I tended to favour the piano over the guitar because it stays in one place, which is what I like to do. Guitars appeal to the footloose, the the restless. I like sitting a lot.
As for singers, that’s a huge list, with only two names on it: Ray Charles and Bessie Smith.
These great and beautiful artists lived it as they played it: all of them knew the price of a loaf of bread and most had times in their lives when they couldn’t scrape it together. They had credentials, in other words, and I respect those as much as the next man, possibly more.
But at the same time, I could never bear to see this music confined to a glass cabinet, under the heading Culture: Only To Be Handled By Elderly Black Men.
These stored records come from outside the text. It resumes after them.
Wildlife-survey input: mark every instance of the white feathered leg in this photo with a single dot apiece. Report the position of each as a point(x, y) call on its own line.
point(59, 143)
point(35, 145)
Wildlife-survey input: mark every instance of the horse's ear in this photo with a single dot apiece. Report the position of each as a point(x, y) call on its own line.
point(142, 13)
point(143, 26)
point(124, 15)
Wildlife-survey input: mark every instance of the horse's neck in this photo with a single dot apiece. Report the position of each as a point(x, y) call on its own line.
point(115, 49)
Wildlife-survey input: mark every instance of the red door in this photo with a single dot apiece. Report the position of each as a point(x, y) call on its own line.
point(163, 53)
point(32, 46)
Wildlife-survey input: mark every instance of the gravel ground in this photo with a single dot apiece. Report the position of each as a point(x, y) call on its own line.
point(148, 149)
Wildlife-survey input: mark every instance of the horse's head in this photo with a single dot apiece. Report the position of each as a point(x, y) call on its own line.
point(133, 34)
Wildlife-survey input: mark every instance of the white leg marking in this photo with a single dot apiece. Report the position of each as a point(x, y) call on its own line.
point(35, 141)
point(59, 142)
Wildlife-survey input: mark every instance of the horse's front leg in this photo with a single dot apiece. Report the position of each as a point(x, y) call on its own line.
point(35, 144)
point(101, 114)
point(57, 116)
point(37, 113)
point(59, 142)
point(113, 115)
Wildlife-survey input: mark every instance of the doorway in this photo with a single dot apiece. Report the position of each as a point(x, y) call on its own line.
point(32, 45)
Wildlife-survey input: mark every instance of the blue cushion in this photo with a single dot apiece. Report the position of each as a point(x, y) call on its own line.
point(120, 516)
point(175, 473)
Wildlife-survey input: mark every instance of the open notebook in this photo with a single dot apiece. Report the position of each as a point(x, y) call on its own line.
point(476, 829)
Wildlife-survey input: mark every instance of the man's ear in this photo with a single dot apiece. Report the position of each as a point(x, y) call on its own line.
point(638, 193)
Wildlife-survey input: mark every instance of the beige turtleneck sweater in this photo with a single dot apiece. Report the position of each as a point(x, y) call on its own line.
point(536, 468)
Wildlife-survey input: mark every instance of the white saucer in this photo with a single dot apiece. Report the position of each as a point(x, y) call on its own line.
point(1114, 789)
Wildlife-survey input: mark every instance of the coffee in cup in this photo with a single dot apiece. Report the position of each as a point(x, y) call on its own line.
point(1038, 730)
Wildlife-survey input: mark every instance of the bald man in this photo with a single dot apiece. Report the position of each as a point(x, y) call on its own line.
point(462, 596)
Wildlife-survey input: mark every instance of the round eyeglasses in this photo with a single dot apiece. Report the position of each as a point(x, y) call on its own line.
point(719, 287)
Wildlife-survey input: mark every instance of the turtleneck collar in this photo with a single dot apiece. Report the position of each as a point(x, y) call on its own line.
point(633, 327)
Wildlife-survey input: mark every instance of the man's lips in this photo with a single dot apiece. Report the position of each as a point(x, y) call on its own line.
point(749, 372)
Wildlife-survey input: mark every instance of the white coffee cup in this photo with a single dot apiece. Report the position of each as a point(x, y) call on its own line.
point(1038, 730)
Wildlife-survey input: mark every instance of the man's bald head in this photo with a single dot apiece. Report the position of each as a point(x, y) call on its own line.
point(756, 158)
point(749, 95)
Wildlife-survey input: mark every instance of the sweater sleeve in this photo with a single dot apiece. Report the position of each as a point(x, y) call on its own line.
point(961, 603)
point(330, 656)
That way lies the grave, for the blues and just about everything else; Shakespeare only performed at The Globe, Bach only played by Germans in tights. It’s formaldehyde, and I pray that Lead Belly will never be dead enough to warrant that.
So that’s my only credential – my one dog-eared ID card that I hope will get me through the velvet ropes and into your heart. I love this music, as authentically as I know how, and I want you to love it too. And if you get a thousandth of the pleasure from it that I’ve had, we’re all ahead of the game.